Aspects of a Psychological Test
The first psychological tests were created to measure intelligence and aptitude, but as psychological theory changed and testing became acceptable and widespread throughout schools, in health care, industry, and the courts, tests were designed to measure many aspects of human behavior. Designing a psychological test is extremely difficult because the human phenomena being measured, such as personality or aptitude, are not tangible or easily observable and are extremely difficult to measure. The foundations of a good psychological test are reliability and validity. A test is reliable when it can be repeated over and over and get the same results, and scores do not vary. A test is considered valid when it accurately measures what the inventor intended it to. To meet the standards of validity a test must prove to be reliable. But though a test is proven reliable does not necessarily mean it is valid—measuring what it is supposed to.

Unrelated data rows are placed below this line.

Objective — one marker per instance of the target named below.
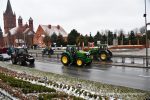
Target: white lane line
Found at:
(144, 76)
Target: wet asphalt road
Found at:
(138, 78)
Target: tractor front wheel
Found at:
(79, 62)
(103, 56)
(65, 60)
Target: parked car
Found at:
(21, 56)
(4, 57)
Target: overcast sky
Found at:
(83, 15)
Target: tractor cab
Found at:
(73, 56)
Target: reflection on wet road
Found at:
(138, 78)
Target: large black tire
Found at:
(65, 60)
(103, 56)
(14, 61)
(79, 62)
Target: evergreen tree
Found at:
(90, 39)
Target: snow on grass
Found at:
(89, 88)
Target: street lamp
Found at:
(145, 14)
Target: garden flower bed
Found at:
(77, 87)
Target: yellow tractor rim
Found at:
(103, 56)
(64, 59)
(79, 62)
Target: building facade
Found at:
(1, 38)
(16, 35)
(44, 30)
(9, 18)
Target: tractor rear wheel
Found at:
(79, 62)
(65, 60)
(103, 56)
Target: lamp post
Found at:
(145, 14)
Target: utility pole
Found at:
(145, 14)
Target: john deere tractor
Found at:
(101, 53)
(73, 56)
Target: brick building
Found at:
(1, 38)
(44, 30)
(16, 35)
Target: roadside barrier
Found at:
(125, 59)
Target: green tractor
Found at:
(101, 53)
(73, 56)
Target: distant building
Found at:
(9, 18)
(17, 35)
(1, 38)
(44, 30)
(20, 35)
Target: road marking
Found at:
(144, 76)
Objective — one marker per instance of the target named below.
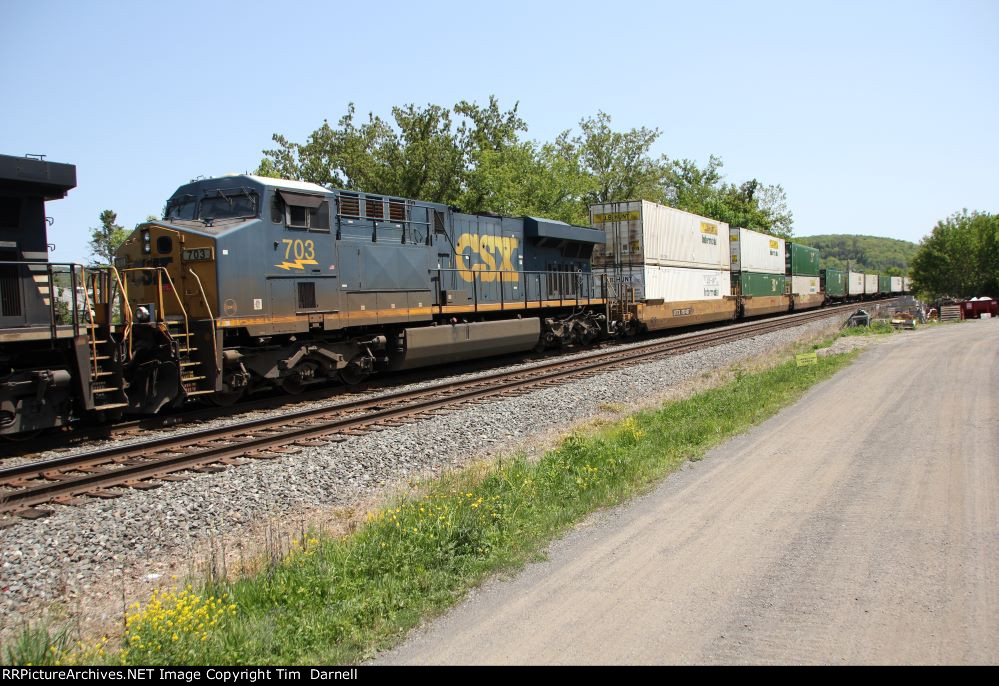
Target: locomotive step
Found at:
(109, 389)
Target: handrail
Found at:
(126, 311)
(208, 307)
(160, 304)
(91, 324)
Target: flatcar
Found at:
(59, 358)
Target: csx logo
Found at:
(483, 253)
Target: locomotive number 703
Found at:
(299, 249)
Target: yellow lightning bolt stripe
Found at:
(297, 264)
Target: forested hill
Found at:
(873, 253)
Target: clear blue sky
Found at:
(877, 117)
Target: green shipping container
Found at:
(802, 260)
(755, 283)
(834, 283)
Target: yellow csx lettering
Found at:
(487, 248)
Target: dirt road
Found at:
(859, 526)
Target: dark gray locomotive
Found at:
(250, 282)
(59, 358)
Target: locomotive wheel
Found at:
(352, 375)
(229, 395)
(292, 384)
(226, 398)
(21, 437)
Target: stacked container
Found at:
(663, 253)
(855, 284)
(803, 268)
(870, 284)
(758, 264)
(833, 283)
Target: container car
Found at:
(870, 284)
(803, 273)
(674, 264)
(884, 284)
(833, 283)
(758, 278)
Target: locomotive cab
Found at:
(252, 282)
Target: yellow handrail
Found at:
(91, 315)
(161, 309)
(208, 307)
(126, 311)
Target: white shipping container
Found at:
(753, 251)
(640, 232)
(674, 284)
(870, 284)
(804, 285)
(855, 283)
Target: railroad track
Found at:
(109, 472)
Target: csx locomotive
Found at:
(60, 354)
(251, 281)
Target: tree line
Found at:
(477, 158)
(960, 257)
(889, 256)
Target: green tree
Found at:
(960, 258)
(475, 157)
(105, 239)
(619, 162)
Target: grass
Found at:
(338, 600)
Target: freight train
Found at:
(59, 359)
(251, 282)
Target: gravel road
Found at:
(859, 526)
(80, 561)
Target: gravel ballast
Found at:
(64, 563)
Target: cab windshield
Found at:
(215, 204)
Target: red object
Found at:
(973, 309)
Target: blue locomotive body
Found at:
(288, 283)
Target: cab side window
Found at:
(302, 211)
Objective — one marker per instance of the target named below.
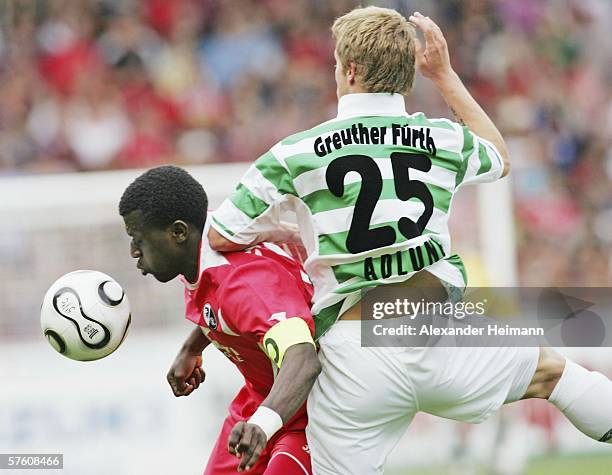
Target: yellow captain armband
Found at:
(284, 335)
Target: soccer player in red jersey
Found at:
(253, 305)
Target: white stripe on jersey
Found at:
(314, 180)
(339, 220)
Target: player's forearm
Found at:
(195, 342)
(294, 381)
(469, 113)
(286, 232)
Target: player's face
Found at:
(154, 248)
(341, 81)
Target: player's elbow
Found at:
(312, 367)
(304, 361)
(506, 169)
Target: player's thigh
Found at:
(469, 384)
(360, 405)
(290, 455)
(221, 462)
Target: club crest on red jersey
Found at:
(209, 316)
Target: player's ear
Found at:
(180, 231)
(351, 73)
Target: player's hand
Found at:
(186, 373)
(432, 60)
(246, 442)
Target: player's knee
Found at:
(548, 373)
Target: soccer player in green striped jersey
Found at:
(372, 189)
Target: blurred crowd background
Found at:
(97, 85)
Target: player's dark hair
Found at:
(165, 194)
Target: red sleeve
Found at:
(257, 295)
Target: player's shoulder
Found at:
(420, 119)
(310, 133)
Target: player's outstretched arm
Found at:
(285, 233)
(299, 370)
(186, 373)
(433, 62)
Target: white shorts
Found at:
(365, 398)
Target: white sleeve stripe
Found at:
(293, 457)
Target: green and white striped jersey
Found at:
(372, 190)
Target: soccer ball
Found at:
(85, 315)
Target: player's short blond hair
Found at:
(380, 42)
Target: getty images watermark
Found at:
(396, 315)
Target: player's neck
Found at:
(192, 258)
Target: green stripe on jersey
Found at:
(275, 173)
(326, 318)
(485, 161)
(456, 261)
(335, 243)
(323, 200)
(416, 120)
(220, 224)
(394, 264)
(247, 202)
(466, 151)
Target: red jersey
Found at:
(239, 296)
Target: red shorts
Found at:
(286, 454)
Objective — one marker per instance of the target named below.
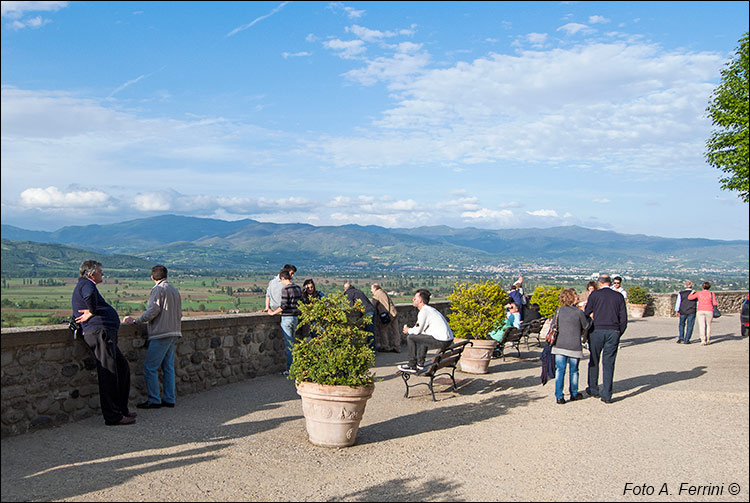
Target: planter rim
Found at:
(334, 390)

To make tests reliable and valid, experts distinguished types of reliability and validity the person designing a psychological test must test for, such as test-retest reliability and inter-rater reliability. All tests contain the possibility of error, so a measurement error is added to the true score. Measurement errors might occur for a variety of reasons, which include; the person taking the test was not at their best, maybe anxious, sick, etc. Or the environment was not ideal for test taking, for example, people making noise in the room. Types of validity include face validity and construct validity.
Reliability
To evaluate a test's reliability the test-retest system is used, which means the test was given to the same group of individuals two or more times. Their scores from the first test are compared to the second set of scores to see what changes have occurred. To check for reliability a researcher has to figure out if the differences in scores resulted from the measurement error or from the real scores. Inter-rater reliability examines the scores between people who rate or code tests.
Validity
Researchers question a test's face validity by asking if, on the surface, the test measures what is was designed for. Construct validity is considered the most important type of validity, because it means that the test does measure what it is supposed to. Construct validity is very difficult to achieve and takes a long time.
Generalizability
The word generalizability is often used as an umbrella for reliability and validity in determining if a test is designed well. The term refers to the question of whether a test given to one group of people will show similar results if it is given to another group of people. Or will the results of a test be similar to other tests measuring the same thing. So, will two different intelligence tests get similar results from the same group? And will one test get similar results from two different groups?
Fact
The majority of psychological tests used by clinicians are published by a publisher who specializes in tests. These tests are copyrighted and cannot be copied without permission of the publisher. Your mental health provider has to buy psychological tests from the publishers, which is one of the reasons you have to pay additional fees for the testing.